A self confessed “excitement junkie”, Rajendar Menen tries to compress two or more decades of breathing life on the streets of Mumbai into less than 200 pages and comes up with a hurried account of his experiences. Admittedly they are varied and rich in nature with a few of his escapades thrown in for good measure along with some pulp Buddhism.
For the wide-eyed or uninitiated into Mumbai's reality, it can be a spectacular revelation. But if you know even a bit about the city and its street life, the narratives may not hold you in thrall.

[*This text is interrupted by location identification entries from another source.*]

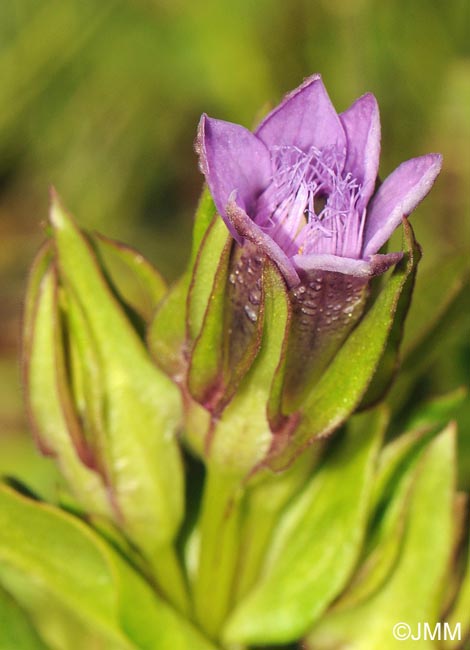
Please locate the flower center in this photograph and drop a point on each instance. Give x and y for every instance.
(311, 204)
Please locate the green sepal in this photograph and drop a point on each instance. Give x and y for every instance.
(309, 563)
(206, 285)
(141, 405)
(167, 332)
(413, 591)
(242, 437)
(135, 282)
(205, 315)
(69, 561)
(438, 315)
(389, 360)
(343, 384)
(48, 398)
(16, 627)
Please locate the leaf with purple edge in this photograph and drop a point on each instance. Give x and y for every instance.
(142, 453)
(47, 402)
(345, 381)
(66, 558)
(167, 332)
(136, 282)
(16, 628)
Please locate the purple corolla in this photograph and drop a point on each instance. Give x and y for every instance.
(302, 186)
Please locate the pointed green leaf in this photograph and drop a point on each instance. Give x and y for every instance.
(316, 545)
(16, 629)
(413, 592)
(142, 407)
(211, 262)
(459, 613)
(343, 384)
(205, 314)
(438, 314)
(135, 281)
(167, 332)
(48, 403)
(242, 436)
(66, 558)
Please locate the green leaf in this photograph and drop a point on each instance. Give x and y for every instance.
(142, 409)
(167, 332)
(70, 561)
(413, 592)
(211, 262)
(343, 384)
(16, 629)
(242, 436)
(389, 361)
(205, 314)
(461, 607)
(49, 405)
(135, 281)
(316, 545)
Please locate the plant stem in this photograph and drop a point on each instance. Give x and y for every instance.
(218, 551)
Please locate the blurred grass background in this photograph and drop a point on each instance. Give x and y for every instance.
(102, 100)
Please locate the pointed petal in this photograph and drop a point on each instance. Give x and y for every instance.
(376, 265)
(247, 229)
(305, 118)
(397, 197)
(361, 123)
(232, 160)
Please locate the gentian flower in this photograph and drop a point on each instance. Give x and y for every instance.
(301, 187)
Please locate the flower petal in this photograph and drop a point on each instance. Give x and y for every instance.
(232, 160)
(376, 265)
(399, 195)
(247, 229)
(361, 123)
(305, 118)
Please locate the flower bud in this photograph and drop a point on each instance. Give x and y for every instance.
(97, 402)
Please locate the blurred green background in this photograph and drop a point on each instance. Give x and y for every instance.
(102, 99)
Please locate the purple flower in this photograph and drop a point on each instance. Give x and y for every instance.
(301, 187)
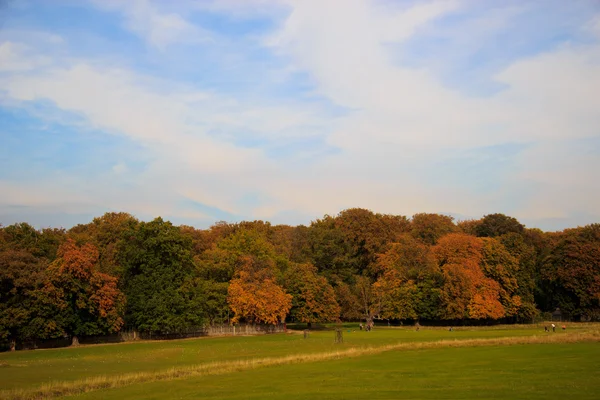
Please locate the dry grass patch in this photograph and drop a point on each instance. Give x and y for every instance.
(56, 389)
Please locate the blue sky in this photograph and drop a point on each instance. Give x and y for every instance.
(200, 111)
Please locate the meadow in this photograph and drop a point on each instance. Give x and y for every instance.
(499, 362)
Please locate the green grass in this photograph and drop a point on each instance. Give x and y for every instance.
(31, 369)
(504, 372)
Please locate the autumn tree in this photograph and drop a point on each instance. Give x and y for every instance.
(467, 292)
(526, 274)
(254, 295)
(431, 227)
(84, 300)
(313, 298)
(367, 234)
(407, 280)
(498, 264)
(348, 300)
(573, 271)
(493, 225)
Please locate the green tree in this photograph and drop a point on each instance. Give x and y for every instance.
(573, 272)
(21, 274)
(157, 260)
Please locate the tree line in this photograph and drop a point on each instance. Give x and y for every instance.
(118, 272)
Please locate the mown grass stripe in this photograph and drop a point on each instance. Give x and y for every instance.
(58, 388)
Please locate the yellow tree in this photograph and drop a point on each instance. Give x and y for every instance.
(313, 298)
(467, 292)
(254, 294)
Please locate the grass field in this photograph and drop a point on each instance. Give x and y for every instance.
(505, 362)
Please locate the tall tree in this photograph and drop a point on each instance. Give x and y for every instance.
(157, 260)
(84, 301)
(313, 298)
(255, 296)
(573, 272)
(493, 225)
(467, 292)
(431, 227)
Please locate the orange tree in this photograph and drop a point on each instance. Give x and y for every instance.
(77, 299)
(254, 295)
(313, 298)
(467, 292)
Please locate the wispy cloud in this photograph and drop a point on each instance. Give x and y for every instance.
(294, 109)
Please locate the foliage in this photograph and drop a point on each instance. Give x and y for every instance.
(431, 227)
(355, 265)
(493, 225)
(254, 295)
(83, 300)
(157, 261)
(313, 298)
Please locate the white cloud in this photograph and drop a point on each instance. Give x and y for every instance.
(400, 122)
(159, 29)
(14, 58)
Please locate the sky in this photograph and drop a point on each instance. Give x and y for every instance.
(282, 110)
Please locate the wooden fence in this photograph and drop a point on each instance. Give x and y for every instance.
(132, 335)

While Menen criticises the nomenclature of a prostitute which was changed to the politically correct commercial sex worker, he cannot resist calling prostitution the oldest profession. Parts of the description read like a brisk tourist guide to Kamathipura, the Welcome brothels, or Juhu beach and Colaba.
Human angle
This guide, however, gives you a human angle of the people who inhabit these places and how wretched their lives are. From prostitutes to eunuchs to young boys with monkeys, strugglers on the beach and people dying of AIDS or those who simply sit on the street, Menen has them all wrapped up in furious little interviews which almost seem clinical.
Roller-coaster ride
He goes to Nepal to meet young Tulasa Thapa who is on the verge of death after being extricated from a brothel, her body ravaged with venereal disease. That is the most moving account in the book because he lets you see her for what she is.
For the most part Menen fills you up with his narrative but it is a roller-coaster ride from one wretched life to another.
Menen sees what you have to see, tells you what he thinks, how he is ogling at pretty toes or watching someone press a girl's buttock, or how women offer him marriage or a gold chain. There is a twinge of remorse when after one of the longer interviews of a woman he knew for two decades, he says that he too has used her in a way.
Menen thinks that ladies' bars are an extravagant and harmless way to spend time but is sympathetic to the poor girls who were victims of moral police and are now forced into prostitution. He portrays himself as a do-gooder as well, helping the dead and dying to the Missionaries of Charity and ends the book rather abruptly with an interview of an Irish woman who came to India to work for Mother Teresa on the Lord's bidding!
With a longish account of Dominic D'Souza's harassment after he was arrested for contracting AIDS, and his subsequent death you are reminded that Menen was primarily a reporter covering HIV.
He wants to silence his critics who tell him he has slept with the women he has interviewed with a caveat that he was on a dangerous beat. Amen!